So thanks to the miraculous photovoltaic effect, electricity is birthed of sunlight and silicone.  Solar made simple.  Got it. So plug the TV into the solar panel’s outlet and you’re good to go right? Not quite. First, the solar panels are usually next to a TV since the best direct sun is often on top of a house or mounted on a pole or rack a ways from the house. So the electricity generated from that panel needs to be routed to where it can be used. That happens through conductors or “wire” that connects to the leads of each solar panel. Often there is more than one panel involved, which we call an “array” that need to be wired into groups called “strings” in order to match the voltage and current from the array with the right equipment downstream.

But not just any old wire will do. It has to be rated to carry DC current at certain levels at certain temperatures in certain environments (hot roofs vs underground). So what is DC current or electricity? DC is “direct current” electricity. It’s direct because electrons flow in only one direction. It’s also the form that batteries store. But it doesn’t travel long distances well. On the other hand, AC current (“alternating current”) is a form of electricity where the electrons alternate directions and travels over long distances without the losses of DC current. Accordingly, utilities specialize in producing and supplying AC electricity to homes and businesses to power almost everything.

Storage or Work

Once produced and moved from the solar panel, DC electricity must either be stored or put to work. The options really boil down to these:

  • Option 1: DC electricity directly connected to power a DC appliance (or “load”)
  • Option 2: DC electricity stored in a battery to power a DC appliance later
  • Option 3: DC electricity “inverted” or transformed into AC electricity to power AC loads
  • Option 4: DC electricity inverted into AC electricity and “sold” back to the utility grid
  • Option 5: DC electricity stored in a battery, then later inverted into AC electricity to power AC loads

Option 1 is the most simple, but of limited utility. “PV Direct” systems only supply power while the sun shines. And the loads must be able to handle variable power depending on the strength of the sunlight and shade. Well water pumps and attic fans are typical examples.

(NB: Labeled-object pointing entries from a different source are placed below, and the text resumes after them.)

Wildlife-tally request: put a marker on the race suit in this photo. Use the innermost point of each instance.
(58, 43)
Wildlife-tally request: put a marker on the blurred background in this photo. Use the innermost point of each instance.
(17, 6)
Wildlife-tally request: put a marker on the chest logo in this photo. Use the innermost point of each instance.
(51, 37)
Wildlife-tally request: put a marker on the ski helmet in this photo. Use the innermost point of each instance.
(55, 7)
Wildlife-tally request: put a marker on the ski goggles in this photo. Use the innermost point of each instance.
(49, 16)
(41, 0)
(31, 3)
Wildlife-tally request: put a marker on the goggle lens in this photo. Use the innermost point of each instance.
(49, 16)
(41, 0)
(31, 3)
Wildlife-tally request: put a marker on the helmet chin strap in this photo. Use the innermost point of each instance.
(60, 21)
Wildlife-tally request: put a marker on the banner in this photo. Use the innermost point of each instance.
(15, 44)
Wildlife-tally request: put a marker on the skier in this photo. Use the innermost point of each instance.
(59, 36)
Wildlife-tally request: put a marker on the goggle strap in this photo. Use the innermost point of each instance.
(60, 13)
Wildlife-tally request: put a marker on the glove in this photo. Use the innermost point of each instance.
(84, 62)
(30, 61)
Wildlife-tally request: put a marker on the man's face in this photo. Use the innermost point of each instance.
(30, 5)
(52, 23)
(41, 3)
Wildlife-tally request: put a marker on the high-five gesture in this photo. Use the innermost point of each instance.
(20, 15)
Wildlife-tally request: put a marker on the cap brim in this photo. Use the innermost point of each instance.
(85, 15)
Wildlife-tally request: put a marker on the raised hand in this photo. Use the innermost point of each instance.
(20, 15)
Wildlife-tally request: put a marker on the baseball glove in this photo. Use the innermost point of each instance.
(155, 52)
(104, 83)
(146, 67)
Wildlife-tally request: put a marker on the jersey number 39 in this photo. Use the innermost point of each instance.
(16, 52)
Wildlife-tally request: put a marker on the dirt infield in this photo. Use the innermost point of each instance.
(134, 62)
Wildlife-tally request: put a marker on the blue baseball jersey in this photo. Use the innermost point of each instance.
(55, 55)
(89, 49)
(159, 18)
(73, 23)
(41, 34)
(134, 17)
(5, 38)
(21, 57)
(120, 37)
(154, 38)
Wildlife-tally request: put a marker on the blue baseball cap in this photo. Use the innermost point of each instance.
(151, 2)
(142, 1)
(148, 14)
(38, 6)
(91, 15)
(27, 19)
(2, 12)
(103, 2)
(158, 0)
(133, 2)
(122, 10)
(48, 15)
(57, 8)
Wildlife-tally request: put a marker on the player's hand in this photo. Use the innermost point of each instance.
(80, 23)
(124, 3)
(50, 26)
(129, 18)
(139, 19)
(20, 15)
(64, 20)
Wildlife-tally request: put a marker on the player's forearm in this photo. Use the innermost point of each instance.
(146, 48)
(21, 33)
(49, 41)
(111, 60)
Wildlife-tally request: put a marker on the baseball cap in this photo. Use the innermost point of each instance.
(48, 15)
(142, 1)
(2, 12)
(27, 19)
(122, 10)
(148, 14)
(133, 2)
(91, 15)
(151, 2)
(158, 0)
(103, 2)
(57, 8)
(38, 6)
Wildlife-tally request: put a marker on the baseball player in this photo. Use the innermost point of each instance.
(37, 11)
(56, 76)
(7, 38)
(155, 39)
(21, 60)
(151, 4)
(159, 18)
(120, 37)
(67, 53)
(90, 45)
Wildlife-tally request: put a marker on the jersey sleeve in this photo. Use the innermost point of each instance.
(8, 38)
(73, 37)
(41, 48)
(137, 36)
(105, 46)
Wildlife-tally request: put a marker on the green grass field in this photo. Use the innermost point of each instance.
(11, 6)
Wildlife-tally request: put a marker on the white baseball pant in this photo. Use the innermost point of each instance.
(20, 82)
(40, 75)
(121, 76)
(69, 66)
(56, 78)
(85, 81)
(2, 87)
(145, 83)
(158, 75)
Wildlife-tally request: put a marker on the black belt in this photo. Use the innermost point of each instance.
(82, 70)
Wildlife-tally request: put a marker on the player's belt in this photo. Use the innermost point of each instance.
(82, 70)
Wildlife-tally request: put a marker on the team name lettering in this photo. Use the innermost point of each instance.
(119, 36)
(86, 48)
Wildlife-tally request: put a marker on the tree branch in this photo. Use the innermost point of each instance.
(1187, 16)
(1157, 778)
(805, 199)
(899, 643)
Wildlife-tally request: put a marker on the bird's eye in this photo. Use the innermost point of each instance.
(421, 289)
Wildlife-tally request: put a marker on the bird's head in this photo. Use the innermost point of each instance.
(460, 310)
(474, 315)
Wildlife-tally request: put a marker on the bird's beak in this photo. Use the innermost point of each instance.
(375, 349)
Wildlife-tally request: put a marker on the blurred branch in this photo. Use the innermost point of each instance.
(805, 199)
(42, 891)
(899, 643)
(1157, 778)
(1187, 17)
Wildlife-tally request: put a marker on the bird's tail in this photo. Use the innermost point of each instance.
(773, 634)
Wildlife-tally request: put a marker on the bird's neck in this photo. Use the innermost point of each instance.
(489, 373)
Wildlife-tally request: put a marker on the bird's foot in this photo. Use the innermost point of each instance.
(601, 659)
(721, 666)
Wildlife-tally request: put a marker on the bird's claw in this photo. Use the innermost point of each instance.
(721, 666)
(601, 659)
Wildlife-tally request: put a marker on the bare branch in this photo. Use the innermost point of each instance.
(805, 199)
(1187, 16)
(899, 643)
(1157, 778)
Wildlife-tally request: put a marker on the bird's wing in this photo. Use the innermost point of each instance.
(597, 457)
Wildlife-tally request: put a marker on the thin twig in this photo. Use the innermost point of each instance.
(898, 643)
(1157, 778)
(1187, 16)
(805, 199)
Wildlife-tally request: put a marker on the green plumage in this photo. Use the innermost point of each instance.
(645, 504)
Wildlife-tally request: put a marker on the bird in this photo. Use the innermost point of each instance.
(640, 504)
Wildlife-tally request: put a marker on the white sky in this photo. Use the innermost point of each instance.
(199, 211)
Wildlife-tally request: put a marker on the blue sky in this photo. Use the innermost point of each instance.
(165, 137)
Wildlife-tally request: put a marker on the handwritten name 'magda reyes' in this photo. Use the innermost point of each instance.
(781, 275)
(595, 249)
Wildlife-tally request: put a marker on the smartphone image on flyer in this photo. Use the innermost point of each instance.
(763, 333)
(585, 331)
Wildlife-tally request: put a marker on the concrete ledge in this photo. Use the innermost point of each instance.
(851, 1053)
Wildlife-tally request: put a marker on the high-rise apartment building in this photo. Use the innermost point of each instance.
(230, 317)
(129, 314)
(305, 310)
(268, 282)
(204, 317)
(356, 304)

Option 2 is the typical system for RVs, boats, and other remote “off-grid” power needs (lighting, remote pumps, instruments, telecom, sensors, etc).

Option 3 & 4 happens in a typical “grid-tied” residential system. The house uses solar energy to power AC loads while the sun shines or sells it back to the grid if not needed.

Option 5 is the most complex scenario and is the system used for off-grid homes, or grid-tied homes with battery back-up systems (a/k/a hybrid systems).

Knowledge is Power

While the sun is certainly power, so is knowledge! Knowing the basics of solar electric systems, you can make better-informed plans and decisions about how to employ solar systems for your project. You can have more efficient phone discussions with us about what are looking to do. You can better evaluate a contractor’s proposal. And frankly, you stand a better chance of being happy with the end result.